O cálculo do IPCA, feito pelo IBGE, é muito abrangente. Ele busca apontar a variação do custo de vida médio de famílias com renda mensal de um a 40 salários mínimos (de R$ 1.412 a R$ 56.480) e abrange centenas de itens, que incluem passagens aéreas, gasolina, itens de escritório, energia e bens que não são comprados frequentemente (automóvel, eletrodomésticos, eletroeletrônicos e outros).
Esse “espalhamento” acaba por diluir o índice geral. Como para muitas famílias a alimentação é o principal gasto, fica a percepção de que na verdade a inflação sobe muito mais que o anunciado.
Mesmo a inflação de alimentos pode passar essa impressão. Em 12 meses, o grupo de alimentação e bebidas ficou 4,6% mais caro, segundo o IBGE. Mas determinados itens subiram muito mais: o preço do café moído avançou 17% em um ano; o arroz ficou quase 28% mais caro; a cebola subiu 34% e a batata inglesa, 51%.
Por outro lado, o pão francês teve alta de cerca de 2% e o feijão preto, de pouco mais de 3%. Ainda segundo o IBGE, o preço médio das carnes baixou 2%, a cenoura ficou 23% mais barata e preço do tomate baixou 25%.
Como o país pode reduzir a pressão sobre os preços dos alimentos?
Dois fatores são essenciais para trazer alívio ao orçamento familiar no que diz respeito aos alimentos: o clima, que interfere nas safras, e a criação de mais empregos e com salários melhores. A perspectiva não é das melhores.
“Temos uma seca na conta do La Niña que pode manter a pressão inflacionária sobre os alimentos entre 2024 e 2025. Mesmo que os preços não subam muito, não terão muito espaço para devolver tais aumentos no meio desses efeitos climáticos”, analisa Braz, do FGV Ibre.

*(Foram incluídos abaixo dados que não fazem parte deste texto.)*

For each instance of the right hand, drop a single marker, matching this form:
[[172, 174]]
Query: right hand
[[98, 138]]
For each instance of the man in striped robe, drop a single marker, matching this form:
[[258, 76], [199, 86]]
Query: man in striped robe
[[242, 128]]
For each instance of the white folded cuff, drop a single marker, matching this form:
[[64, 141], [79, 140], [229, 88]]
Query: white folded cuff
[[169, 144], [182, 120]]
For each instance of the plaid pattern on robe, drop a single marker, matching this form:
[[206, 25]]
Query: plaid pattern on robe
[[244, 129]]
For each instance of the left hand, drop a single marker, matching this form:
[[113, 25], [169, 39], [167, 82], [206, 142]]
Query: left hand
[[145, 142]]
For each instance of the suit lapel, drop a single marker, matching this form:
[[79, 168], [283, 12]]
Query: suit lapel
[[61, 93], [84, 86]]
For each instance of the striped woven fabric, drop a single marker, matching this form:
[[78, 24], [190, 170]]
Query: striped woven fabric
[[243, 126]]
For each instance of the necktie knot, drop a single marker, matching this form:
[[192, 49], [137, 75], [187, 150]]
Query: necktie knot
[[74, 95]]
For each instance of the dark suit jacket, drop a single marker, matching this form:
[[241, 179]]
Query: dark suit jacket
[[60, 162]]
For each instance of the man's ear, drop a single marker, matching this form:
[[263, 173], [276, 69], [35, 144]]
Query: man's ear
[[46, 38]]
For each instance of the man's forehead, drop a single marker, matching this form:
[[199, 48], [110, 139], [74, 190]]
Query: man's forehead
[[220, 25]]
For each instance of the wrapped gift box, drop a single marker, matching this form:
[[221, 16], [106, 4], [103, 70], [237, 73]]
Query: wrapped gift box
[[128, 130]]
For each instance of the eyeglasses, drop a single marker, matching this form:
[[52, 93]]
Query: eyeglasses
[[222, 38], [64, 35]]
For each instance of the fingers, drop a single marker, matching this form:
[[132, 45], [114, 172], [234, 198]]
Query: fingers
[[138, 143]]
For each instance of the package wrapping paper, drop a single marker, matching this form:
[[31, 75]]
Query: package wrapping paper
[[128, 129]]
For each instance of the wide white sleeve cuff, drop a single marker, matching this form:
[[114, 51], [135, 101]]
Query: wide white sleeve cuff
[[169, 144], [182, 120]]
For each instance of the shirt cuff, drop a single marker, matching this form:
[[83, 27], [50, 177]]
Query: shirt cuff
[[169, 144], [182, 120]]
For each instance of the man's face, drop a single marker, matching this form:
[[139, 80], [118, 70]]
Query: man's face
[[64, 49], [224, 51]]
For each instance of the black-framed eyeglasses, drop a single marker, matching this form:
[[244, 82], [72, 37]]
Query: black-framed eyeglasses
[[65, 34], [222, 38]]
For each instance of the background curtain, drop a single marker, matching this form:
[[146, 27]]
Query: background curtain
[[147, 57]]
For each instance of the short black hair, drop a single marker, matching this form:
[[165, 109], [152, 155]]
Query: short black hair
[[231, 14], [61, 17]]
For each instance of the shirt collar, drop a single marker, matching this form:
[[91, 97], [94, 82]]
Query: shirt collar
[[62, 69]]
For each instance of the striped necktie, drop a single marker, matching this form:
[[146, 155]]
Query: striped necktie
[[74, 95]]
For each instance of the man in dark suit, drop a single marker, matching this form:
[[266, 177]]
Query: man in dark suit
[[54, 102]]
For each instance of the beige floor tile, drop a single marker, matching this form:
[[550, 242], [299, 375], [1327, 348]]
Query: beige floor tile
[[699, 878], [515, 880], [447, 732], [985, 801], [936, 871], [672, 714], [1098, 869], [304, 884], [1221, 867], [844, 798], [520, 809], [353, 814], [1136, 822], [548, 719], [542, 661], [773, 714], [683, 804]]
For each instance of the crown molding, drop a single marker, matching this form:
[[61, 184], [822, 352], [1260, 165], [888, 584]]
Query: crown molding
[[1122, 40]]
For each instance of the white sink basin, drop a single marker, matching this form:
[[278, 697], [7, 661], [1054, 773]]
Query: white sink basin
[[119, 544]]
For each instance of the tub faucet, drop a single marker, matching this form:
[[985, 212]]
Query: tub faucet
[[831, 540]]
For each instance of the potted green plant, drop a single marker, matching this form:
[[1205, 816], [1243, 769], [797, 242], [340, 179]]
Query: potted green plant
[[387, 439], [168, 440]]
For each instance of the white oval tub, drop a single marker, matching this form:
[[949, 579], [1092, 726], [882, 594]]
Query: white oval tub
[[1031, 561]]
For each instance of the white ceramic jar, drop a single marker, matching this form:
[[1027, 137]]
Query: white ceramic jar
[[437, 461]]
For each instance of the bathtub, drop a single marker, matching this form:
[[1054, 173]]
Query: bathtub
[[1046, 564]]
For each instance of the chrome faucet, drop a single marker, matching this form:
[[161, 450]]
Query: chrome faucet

As queimadas e a seca que atravessam o país já provocam alta no preço dos alimentos, que devem fechar o ano com inflação de 6,3%, segundo estudo do Bradesco. Na esteira de problemas climáticos, a energia também deve subir. Há risco de que a tarifa permaneça com bandeira vermelha (com acréscimo) até o fim do ano.
“Boa parte dos efeitos da seca estão mapeados e incorporados no cenário, mas a volta das chuvas será importante para definir o quadro de energia e alimentação nos próximos meses”, diz a análise do Bradesco.
Diante do encolhimento do carrinho de compras, o brasileiro, que já é craque em sobreviver à inflação dado ao histórico do país, volta às conhecidas alternativas de comprar menos, mudar a marca e fazer substituições quando possível.
“No mês passado tivemos uma deflação. Foi uma pausa, mas nos próximos meses pode acontecer um pequeno repique por causa dos alimentos e energia. Até o fim do ano a inflação dos alimentos não deve ceder. Teria que ter uma conjetura muito especifica para reduzir”, analisa Franco, do Ibmec-SP.
O professor salienta que o caminho é melhorar salários e continuar a criação de empregos. E é aí que está nó: para isso, é preciso ter investimento privado, o que só acontecerá se o Brasil for atrativo. “Hoje é muito pouco atrativo, há muita burocracia, as taxas de juros são altas”, diz.